Isolates with intermediate antibiotic susceptibility, or resistance, were grouped together to form the non-susceptible group. Each isolate was classified as follows: (i) non-MDR if non-susceptible to up to two antimicrobial groups; (ii) MDR if non-susceptible to three or more, but susceptible to at least two groups; (iii) extensively drug-resistant (XDR) if susceptible to only one or two groups; and (iv) pandrug-resistant (PDR) if non-susceptible to all agents in all antimicrobial groups. An isolate was reported as non-susceptible to an antimicrobial group if it was non-susceptible to at least one agent within the group. Antimicrobial groups and agents were defined according to the lists compiled by the ECDC and the US Centers for Disease Control and Prevention [Reference Magiorakos12]. As not all required antimicrobials were routinely tested (see Supplementary Table S1), the PDR category was interpreted as ‘possible’ in this study.
Statistical analysis
Multivariable Poisson regression with log-link function and robust variance estimation [Reference Knol13] was utilised to estimate adjusted relative risks (aRR) and 95% CI values for factors associated with the MDR/XDR phenotypes compared with non-MDR isolates. Investigated factors included patient sex, age, CCI, ICU stay, pre-culture LOS, healthcare-associated episode, polymicrobial growth and pathogen species. Age (years) and LOS (days) were modelled as continuous covariates.
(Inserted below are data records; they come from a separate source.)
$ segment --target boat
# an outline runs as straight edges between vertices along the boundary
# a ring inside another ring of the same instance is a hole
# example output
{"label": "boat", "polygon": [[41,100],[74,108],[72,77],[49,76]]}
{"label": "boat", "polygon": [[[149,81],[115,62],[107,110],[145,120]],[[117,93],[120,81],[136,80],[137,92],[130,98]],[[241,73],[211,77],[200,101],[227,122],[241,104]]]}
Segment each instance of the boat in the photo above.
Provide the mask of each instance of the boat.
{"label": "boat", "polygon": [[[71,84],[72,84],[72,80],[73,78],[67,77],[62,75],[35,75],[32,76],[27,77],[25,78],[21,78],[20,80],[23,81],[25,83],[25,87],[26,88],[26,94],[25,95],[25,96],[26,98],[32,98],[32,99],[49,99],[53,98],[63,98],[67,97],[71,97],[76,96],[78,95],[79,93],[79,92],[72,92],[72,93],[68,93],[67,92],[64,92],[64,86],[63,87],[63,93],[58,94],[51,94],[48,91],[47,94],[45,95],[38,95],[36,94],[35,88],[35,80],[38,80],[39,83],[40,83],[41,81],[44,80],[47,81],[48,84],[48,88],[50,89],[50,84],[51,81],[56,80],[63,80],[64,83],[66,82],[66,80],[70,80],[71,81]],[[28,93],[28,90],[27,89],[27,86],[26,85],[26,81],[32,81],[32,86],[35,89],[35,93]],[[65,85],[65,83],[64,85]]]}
To describe crude inpatient mortality over time and compare between pathogens and their AMR levels, cumulative incidence function plots based on competing risks analysis of survival times were utilised [Reference Brock14]. Differential effects between early and delayed fatalities were examined by assessing deaths in 14 and 30 days after the onset of bacteraemia and upon discharge from the hospital. Survival times were administratively right censored for patients who remained hospitalised after 14 or 30 days, respectively. Censoring of survival times was assumed non-informative for patients transferred to other hospitals before end of follow-up. Discharge alive was analysed as a competing event to in-hospital death [Reference Brock14]. Cause-specific hazard ratios (csHR) and their CIs were estimated with the Cox proportional hazards model to describe the direct effect of bacteraemia caused by each pathogen on the two competing events of interest (i.e. discharge alive and inpatient death). A low csHR for discharge alive reflected a low daily rate of discharge resulting in a prolonged LOS. We adjusted for confounding effects by age, ICU stay and CCI as common baseline risk factors for both prolonged LOS and increased mortality.
Full antibiogram data could not be retrieved for four (1.7%) isolates recovered from three (1.3%) patients, and these were excluded from related analyses. Data management and statistical analyses were performed using Stata version 17 (Stata Corp., College Station, TX, USA); statistical significance was indicated at the P < 0.05 threshold.
Ethics and reporting
The study was approved by the hospital's Review Board and the 7th Regional Health Authority of Greece (approval no. 34392) and is reported in accordance with the Strengthening the Reporting of Observational Studies in Epidemiology (STROBE) guidelines [Reference von Elm15].
Results
ESKAPEE bacteraemia incidence and affected patients
Over the 5.5-year study period, the hospital admitted 32 996 patients for 131 654 patient-days (mean LOS, 4 days; 1009 inpatient deaths; crude mortality 3%). We recovered 239 ESKAPEE bloodstream isolates from 226 patients (0.7% of all admissions); the pooled rate was 1.8 cases (95% CI 1.6–2.1) per 1000 patient-days.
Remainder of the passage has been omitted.